In this chapter we look at some of the rules that are needed to make a hub function. Until now we have focused on the client form of the configuration file. Since the role of the client is narrow (to forward all mail to the hub), its configuration file is simple. But a hub can be a very busy machine, receiving and sending mail for many client machines, and because its role is broad, its configuration file is complex.
Fundamentally, all configuration files, simple and complex, tend to look pretty much the same. Both begin by selecting delivery agents using rule set 3 and 0. Both then process recipient or sender addresses with rule sets 3, 1 or 2, R= or S=, then 4, but the hub's rules are more complex:
The hub needs to recognize more than simple Internet-style addresses. It may need to handle UUCP-style addresses or reverse-style addresses such as those used in parts of the United Kingdom.
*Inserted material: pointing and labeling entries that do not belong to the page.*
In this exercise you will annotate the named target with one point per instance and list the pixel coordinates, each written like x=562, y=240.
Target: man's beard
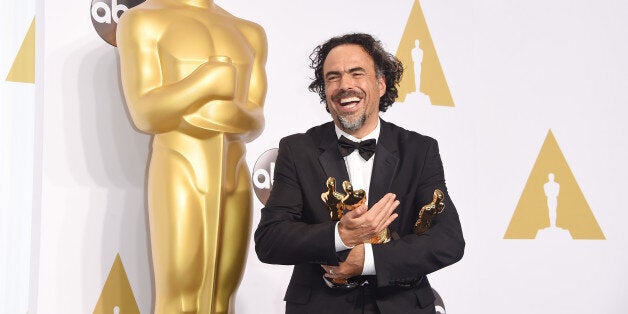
x=354, y=124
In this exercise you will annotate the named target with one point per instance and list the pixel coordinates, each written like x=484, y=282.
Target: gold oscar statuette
x=429, y=211
x=339, y=204
x=194, y=77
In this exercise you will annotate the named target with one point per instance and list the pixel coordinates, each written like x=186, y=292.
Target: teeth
x=350, y=99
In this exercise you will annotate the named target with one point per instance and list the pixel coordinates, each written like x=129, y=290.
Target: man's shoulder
x=404, y=136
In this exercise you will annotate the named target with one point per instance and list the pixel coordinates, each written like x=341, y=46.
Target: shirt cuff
x=369, y=260
x=340, y=246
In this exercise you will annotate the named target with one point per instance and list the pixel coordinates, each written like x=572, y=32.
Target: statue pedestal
x=553, y=233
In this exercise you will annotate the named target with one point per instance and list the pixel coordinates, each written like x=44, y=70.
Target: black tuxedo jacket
x=295, y=228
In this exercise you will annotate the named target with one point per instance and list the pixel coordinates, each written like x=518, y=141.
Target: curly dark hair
x=386, y=64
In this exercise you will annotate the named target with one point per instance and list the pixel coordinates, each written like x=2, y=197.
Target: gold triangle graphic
x=572, y=210
x=432, y=78
x=117, y=292
x=23, y=68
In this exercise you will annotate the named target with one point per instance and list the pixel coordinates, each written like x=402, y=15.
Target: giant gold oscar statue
x=194, y=76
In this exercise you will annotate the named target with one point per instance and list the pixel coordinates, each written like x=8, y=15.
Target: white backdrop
x=515, y=70
x=17, y=106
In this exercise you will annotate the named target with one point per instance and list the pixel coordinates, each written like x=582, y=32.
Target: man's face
x=353, y=89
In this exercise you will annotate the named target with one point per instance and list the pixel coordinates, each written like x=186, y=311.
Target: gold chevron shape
x=572, y=211
x=23, y=68
x=433, y=82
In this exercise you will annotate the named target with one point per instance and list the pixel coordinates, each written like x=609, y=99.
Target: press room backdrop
x=527, y=99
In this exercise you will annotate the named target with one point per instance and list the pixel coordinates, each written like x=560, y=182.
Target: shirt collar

It needs rules to convert all such addresses into a form that it can understand.
The hub needs not only to forward mail (like the client), but also to deliver it to the mail spool directory, to pipe through programs, and to form mailing lists.
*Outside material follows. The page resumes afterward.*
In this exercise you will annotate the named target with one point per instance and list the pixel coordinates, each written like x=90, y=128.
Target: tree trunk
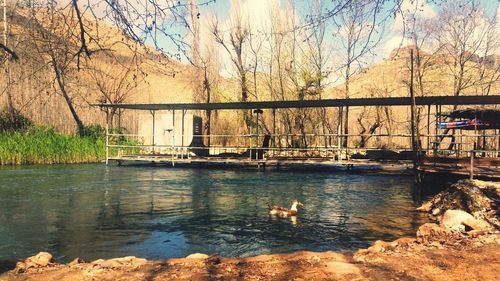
x=69, y=102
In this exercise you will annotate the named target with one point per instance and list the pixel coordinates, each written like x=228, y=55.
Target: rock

The hub needs to handle all error conditions gracefully and to emit helpful and clear error messages.
The hub needs to know how to connect to many different kinds of machines worldwide.
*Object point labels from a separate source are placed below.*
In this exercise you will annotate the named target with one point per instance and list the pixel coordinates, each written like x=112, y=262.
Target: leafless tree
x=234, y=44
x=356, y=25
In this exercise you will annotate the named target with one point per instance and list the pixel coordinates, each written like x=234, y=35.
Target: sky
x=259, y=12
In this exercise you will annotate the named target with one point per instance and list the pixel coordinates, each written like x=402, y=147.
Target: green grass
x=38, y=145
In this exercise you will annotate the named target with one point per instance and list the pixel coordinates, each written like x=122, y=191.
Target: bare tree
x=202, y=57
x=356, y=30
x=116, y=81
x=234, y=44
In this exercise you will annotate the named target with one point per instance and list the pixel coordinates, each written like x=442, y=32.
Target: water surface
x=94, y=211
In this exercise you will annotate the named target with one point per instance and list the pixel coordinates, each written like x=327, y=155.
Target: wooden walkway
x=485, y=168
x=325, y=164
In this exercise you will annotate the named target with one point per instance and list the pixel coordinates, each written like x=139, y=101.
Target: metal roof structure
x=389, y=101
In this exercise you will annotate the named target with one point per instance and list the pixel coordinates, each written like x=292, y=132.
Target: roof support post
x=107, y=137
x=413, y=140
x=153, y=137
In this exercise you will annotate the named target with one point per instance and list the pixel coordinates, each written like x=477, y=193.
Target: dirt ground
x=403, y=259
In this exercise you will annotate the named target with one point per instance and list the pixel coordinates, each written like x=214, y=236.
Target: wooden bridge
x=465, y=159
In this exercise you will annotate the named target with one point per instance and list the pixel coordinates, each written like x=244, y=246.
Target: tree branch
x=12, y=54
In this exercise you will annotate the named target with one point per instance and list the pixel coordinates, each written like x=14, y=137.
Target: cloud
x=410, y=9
In this chapter we explore high points of the V8 configuration files. Along the way, we also mix in rules contributed by others to help illustrate difficult concepts.
Recall that all addresses are first processed by rule set 3. Its job is to find an address among other clutter and to normalize all addresses into a form that other rules can recognize.
Recall that addresses can legally assume two forms:
address (comment) comment <address>
In the first form, sendmail strips (and saves) the parenthesized comment, then gives the naked address to rule set 3. In the second form, sendmail passes the entire address, angle brackets and all, to rule set 3.
The rules to strip the angle brackets look like this: [1]
[1] These ingenious rules were designed by LeRoy Eide, with surrounding commentary inspired by John Halleck.
S3 R$* $: <$1> Guarantee at least one <> pair R$+ <$*> <$2> Remove everything before the last < R<$*> $+ $: <$1> Remove everything after the first > R<> $@ <@> Null address to @ R<$*> $: $1 Strip remaining <>
In the following, we discuss each of these rules individually.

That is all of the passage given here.